La dimisión voluntaria de Marcelo Vergara se suma a los ruidosos alejamientos de los extitulares de Trabajo y Agricultura. Con este nuevo movimiento en la puerta norte, el Gobierno ya anota la preocupante cifra de 24 seremis renunciados a nivel nacional.
La estabilidad del equipo de Gobierno en la puerta norte del país vuelve a quedar en entredicho. Este jueves, el Ministerio de Hacienda selló la renuncia voluntaria de Marcelo Vergara Albarracín a la jefatura de la seremía de Arica y Parinacota, transformándose en la tercera baja de primera línea que sufre el gabinete regional en lo que va del año.
Las salidas consecutivas en el territorio encendieron los análisis políticos locales debido a la constante rotación de liderazgos en carteras con alta incidencia económica y social.
El alejamiento de Vergara no es un hecho aislado, sino que se suma a un historial reciente de tropiezos administrativos en la zona. Primero fue el turno del ahora exseremi de Agricultura, Jorge Heiden Campbell, quien dio un paso al costado tras la realización de un control de test de drogas obligatorio aplicado a los cuadros directivos.
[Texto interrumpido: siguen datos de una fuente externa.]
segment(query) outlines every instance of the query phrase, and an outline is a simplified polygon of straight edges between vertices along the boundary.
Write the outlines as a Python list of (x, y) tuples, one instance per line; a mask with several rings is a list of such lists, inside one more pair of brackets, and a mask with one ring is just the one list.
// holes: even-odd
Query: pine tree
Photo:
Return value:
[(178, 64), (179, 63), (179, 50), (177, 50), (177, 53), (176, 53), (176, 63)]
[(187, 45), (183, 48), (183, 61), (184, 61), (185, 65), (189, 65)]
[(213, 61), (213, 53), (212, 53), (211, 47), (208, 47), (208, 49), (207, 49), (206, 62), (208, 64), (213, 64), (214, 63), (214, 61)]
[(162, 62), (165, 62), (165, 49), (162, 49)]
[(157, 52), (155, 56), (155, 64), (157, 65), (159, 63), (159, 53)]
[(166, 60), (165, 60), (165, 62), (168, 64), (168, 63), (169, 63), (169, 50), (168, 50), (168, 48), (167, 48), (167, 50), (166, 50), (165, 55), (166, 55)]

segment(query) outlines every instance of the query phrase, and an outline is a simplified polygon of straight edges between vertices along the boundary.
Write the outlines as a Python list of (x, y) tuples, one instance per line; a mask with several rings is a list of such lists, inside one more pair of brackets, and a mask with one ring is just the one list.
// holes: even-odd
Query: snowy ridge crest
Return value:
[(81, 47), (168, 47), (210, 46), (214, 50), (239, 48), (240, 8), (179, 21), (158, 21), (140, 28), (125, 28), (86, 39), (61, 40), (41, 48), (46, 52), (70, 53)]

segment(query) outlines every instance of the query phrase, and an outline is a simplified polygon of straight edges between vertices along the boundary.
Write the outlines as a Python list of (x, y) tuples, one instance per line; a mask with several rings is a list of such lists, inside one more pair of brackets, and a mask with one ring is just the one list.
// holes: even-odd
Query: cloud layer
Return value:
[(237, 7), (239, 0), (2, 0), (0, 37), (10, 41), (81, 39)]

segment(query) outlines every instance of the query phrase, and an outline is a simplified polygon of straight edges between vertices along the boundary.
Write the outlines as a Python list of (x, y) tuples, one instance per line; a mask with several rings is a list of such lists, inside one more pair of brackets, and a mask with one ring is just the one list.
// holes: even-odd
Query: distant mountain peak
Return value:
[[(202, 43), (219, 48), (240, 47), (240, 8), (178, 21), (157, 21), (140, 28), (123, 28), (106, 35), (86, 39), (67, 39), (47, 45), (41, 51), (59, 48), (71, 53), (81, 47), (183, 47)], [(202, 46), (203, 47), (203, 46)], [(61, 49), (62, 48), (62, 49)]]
Semanas más tarde, el Ejecutivo enfrentó un nuevo bochorno con la salida de la exseremi del Trabajo y Previsión Social, Nataly Cruz Plaza, luego de que se descubriera que no cumplía con el requisito legal de contar con cinco años de experiencia profesional para ejercer el cargo.
Economía asume el timón de emergencia
Desde el nivel central reaccionaron de forma escueta mediante un breve comunicado público. La cartera de Hacienda detalló que la salida de Vergara se hizo efectiva este viernes 17 de julio, limitándose a agradecer formalmente la labor prestada por el ingeniero durante estos meses de gestión.
Para evitar un vacío de poder en una zona extrema que requiere tramitaciones urgentes, el Gobierno determinó que la actual seremi de Economía, Fomento y Turismo, Romina Cifuentes, asumirá la subrogancia de Hacienda de forma inmediata mientras La Moneda cocina el nombre del reemplazante definitivo.
Una crisis de nombres que salpica a todo el país
El problema para el palacio de Gobierno es que el goteo de renuncias en el extremo norte refleja un fenómeno que se repite de norte a sur. Con la salida del jefe de las finanzas públicas en Arica, el actual Gobierno ya anota la preocupante cifra de 24 seremis renunciados en menos de cinco meses de mandato.
Esta seguidilla de vacantes, gatillada por fallas en las revisiones de currículums, problemas de convivencia interna o simplemente desajustes políticos con los partidos oficialistas, mantiene con dolor de cabeza a los delegados presidenciales a lo largo del territorio.
Las federaciones gremiales y los parlamentarios locales ya comenzaron a presionar para que los nombramientos que faltan en Arica se cierren rápido, advirtiendo que la burocracia regional y los proyectos de inversión local no pueden seguir esperando que Santiago solucione sus problemas de instalación de personal.